PERSPECTIVA, por Marcos Pineda.

Las iniciativas de reforma electoral del presidente de la República, Andrés Manuel López Obrador, tienen mucho más de fondo que el abaratamiento de los costos del sistema electoral. Encierran y esconden un propósito político de largo alcance: proveer de condiciones jurídicas y operativas para la conservación del poder en manos del hoy partido político mayoritario, Morena.

Parte de la población ha creído en el discurso presidencial, principalmente las huestes morenistas, de quienes, no me queda duda, ni siquiera leyeron y analizaron a fondo las propuestas de reforma.  Pero otra parte no, la que ha sido crítica de las consecuencias que traería, en lo inmediato y en el largo plazo, el debilitamiento de las estructuras electorales independientes del gobierno y la posibilidad de que se abra de nuevo espacio para la comisión de irregularidades, sin que pudieran ser severamente sancionadas por las autoridades electorales, además de las violaciones al marco constitucional y al proceso legislativo, que los partidos opositores han denunciado.

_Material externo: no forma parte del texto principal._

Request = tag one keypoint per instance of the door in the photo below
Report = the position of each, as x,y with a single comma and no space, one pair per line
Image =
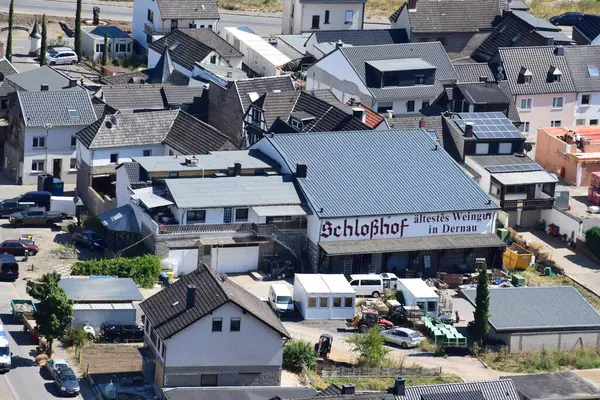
57,168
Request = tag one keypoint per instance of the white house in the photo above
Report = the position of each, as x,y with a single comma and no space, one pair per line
42,128
310,15
152,19
204,340
120,44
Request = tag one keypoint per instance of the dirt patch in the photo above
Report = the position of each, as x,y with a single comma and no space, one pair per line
111,359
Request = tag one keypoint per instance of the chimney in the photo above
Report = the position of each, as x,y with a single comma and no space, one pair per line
301,170
191,297
348,388
399,386
468,129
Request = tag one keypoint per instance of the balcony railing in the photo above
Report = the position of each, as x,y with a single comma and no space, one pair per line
535,204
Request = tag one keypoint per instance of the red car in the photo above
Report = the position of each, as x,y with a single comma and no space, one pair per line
16,248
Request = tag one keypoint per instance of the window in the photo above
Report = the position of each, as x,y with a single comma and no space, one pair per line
557,102
337,302
525,104
208,380
348,16
482,148
241,214
585,99
505,148
234,324
37,165
39,142
196,216
217,324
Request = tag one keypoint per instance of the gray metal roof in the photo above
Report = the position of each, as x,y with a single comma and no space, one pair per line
238,191
58,108
101,289
391,172
539,308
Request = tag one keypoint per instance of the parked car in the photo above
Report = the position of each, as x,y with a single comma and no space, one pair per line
88,239
403,337
55,366
18,248
61,55
117,332
566,19
35,216
66,383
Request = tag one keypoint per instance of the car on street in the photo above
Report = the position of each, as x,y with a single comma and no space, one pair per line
66,383
18,248
88,239
117,332
403,337
566,19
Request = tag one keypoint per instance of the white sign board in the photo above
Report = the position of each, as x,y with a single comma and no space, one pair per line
409,225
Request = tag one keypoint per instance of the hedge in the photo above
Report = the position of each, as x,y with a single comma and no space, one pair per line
144,270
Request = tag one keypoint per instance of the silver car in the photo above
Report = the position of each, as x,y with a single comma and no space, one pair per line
403,337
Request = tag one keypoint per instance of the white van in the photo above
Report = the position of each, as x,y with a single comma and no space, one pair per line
367,284
280,299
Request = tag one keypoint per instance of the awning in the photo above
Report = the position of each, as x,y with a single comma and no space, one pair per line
399,245
278,211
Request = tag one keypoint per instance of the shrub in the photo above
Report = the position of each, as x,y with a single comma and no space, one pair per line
144,270
298,354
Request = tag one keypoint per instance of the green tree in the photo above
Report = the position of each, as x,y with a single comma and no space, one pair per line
78,30
298,354
370,347
11,12
44,44
54,311
481,324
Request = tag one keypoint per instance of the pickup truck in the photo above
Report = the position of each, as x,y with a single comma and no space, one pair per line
35,216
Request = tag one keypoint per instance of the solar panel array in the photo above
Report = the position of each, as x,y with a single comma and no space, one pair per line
496,169
489,125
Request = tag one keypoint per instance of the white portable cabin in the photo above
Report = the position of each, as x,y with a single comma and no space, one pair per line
324,296
418,293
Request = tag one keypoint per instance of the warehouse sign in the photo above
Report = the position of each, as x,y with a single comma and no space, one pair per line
410,225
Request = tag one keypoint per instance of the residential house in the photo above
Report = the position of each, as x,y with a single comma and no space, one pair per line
152,19
395,79
459,25
119,43
519,29
42,127
228,104
540,86
310,15
199,340
117,138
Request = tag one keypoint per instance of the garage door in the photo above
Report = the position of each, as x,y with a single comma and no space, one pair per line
232,260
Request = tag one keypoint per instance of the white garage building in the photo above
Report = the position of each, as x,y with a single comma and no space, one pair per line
99,299
541,317
324,296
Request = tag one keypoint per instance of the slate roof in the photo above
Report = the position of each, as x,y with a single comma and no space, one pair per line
168,319
40,108
100,289
538,308
430,52
188,9
538,60
189,46
398,169
470,72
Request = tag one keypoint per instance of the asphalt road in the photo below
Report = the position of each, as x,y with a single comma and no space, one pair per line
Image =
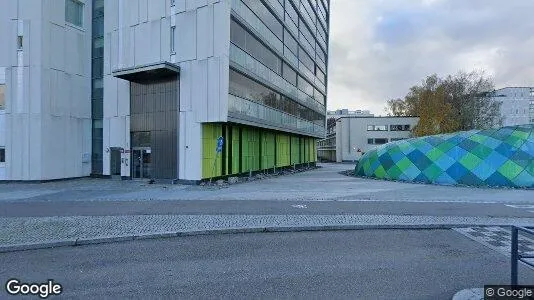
367,264
321,191
259,207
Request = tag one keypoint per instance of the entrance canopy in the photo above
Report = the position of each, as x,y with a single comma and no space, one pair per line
146,72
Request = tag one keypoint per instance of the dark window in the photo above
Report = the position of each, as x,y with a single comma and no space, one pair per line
377,128
291,43
306,60
98,27
289,74
266,16
319,97
380,141
247,88
305,86
74,12
399,127
319,74
2,96
246,41
291,12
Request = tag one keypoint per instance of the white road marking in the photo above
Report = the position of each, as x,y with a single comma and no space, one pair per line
521,206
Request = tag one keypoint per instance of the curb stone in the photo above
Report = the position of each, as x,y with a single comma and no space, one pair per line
469,294
269,229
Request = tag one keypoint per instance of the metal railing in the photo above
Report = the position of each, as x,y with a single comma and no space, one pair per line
516,256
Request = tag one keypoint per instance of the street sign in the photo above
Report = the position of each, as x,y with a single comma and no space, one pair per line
220,143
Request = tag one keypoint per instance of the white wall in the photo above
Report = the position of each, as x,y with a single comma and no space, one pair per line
137,32
47,119
515,106
352,134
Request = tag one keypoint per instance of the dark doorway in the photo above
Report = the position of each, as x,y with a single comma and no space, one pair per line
154,128
115,162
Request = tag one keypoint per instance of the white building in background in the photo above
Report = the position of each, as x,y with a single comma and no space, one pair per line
346,112
517,105
144,88
350,136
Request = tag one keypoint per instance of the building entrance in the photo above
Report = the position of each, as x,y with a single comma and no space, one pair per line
141,162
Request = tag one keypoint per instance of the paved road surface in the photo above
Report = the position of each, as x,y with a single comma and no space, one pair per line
321,191
367,264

Esto propició la realización de concentraciones masivas en repudio tanto a la frustrada reforma constitucional, como, ahora, al llamado Plan B.

La primera tuvo como bandera principal la defensa del Instituto Nacional Electoral (INE), en tanto organismo autónomo e independiente del Poder Ejecutivo, responsable de la organización de las elecciones, defendiendo, a la vez y de fondo, al sistema democrático mexicano, que pretendía ser modificado de manera sustantiva a través de una reforma constitucional, que finalmente no prosperó, al no contar el presidente con los votos necesarios para imponerla en el Congreso.

La segunda, se llevará a cabo después de que el Plan B sí logró ser impuesto con los votos de los legisladores de ambas cámaras, diputados y senadores, al que ya sólo falta su publicación en el Diario Oficial para entrar en vigor, pero que todavía será objeto de escrutinio en la Suprema Corte de Justicia de la Nación, que tendrá la histórica tarea de dar su visto bueno o suspender su aplicación, para luego hacer su declaratoria de invalidez jurídica.

Lo de los altos sueldos de los consejeros electorales, la duplicación de funciones de los órganos delegacionales, distritales y los OPLES, así como acusar, sin pruebas, de corruptos y cómplices de fraudes a los actuales funcionarios electorales no es más que una cortina de humo: es el intento por desviar la atención. Pero, ayer, el presidente se fue más lejos, fiel a su forma de hacer política, atacando a quienes no piensan como él.

Las declaraciones de López Obrador en la mañanera acerca de que quienes acudan a la marcha son los que están a favor de que regrese el régimen de corrupción, encendieron los ánimos. Y de inmediato surgieron los cuestionamientos de por qué no dice nada acerca del artífice del fraude electoral de 1988, Manuel Bartlett Díaz, que forma parte de su gobierno como director de la Comisión Federal de Electricidad y fue el responsable de procesar la internacionalmente famosa “caída del sistema”. Y por qué no ha tocado el tema de los miles de millones de pesos utilizados de manera irregular durante su gobierno, que ya fueron detectados y expuestos por la Auditoría Superior de la Federación. Y tampoco dice nada de las argucias legales con las que su protegida en la Suprema Corte está intentando salvarse de una sanción por haber cometido presuntamente el plagio de una tesis para titularse como abogada.

Nos queda claro ahora su discurso, aquel de “al diablo con sus instituciones”, que pronunció al autoproclamarse presidente legítimo en el 2006 y dar un sueldo de 50 mil pesos mensuales a los miembros de su llamado gabinete legítimo, además de otros de sus colaboradores. Lo que quiere son sus propias instituciones, las que respondan a su proyecto político personal. El pueblo y los pobres para él son herramientas, que tiene ahí, como él dice, bien maiceados con los programas sociales, para cuando los necesite.

 Y para iniciados

Fechas van y vienen en los trascendidos sobre la solicitud de licencia de Cuauhtémoc Blanco al gobierno de Morelos, exhibido por inaugurar una obra sin terminar y presentarla como un gran avance para una comunidad indígena. Unos dicen, como la canción, que “para abril o para mayo”. Otros que a principios de junio. Otros, como otra canción, “diles que sí, pero no les digas cuándo”. Lo cierto es que Samuel Sotelo tendrá que hacerse cargo unos dos o tres meses de la gubernatura, mientras el Congreso designa a un gobernador sustituto. Ya es cuestión de tiempo.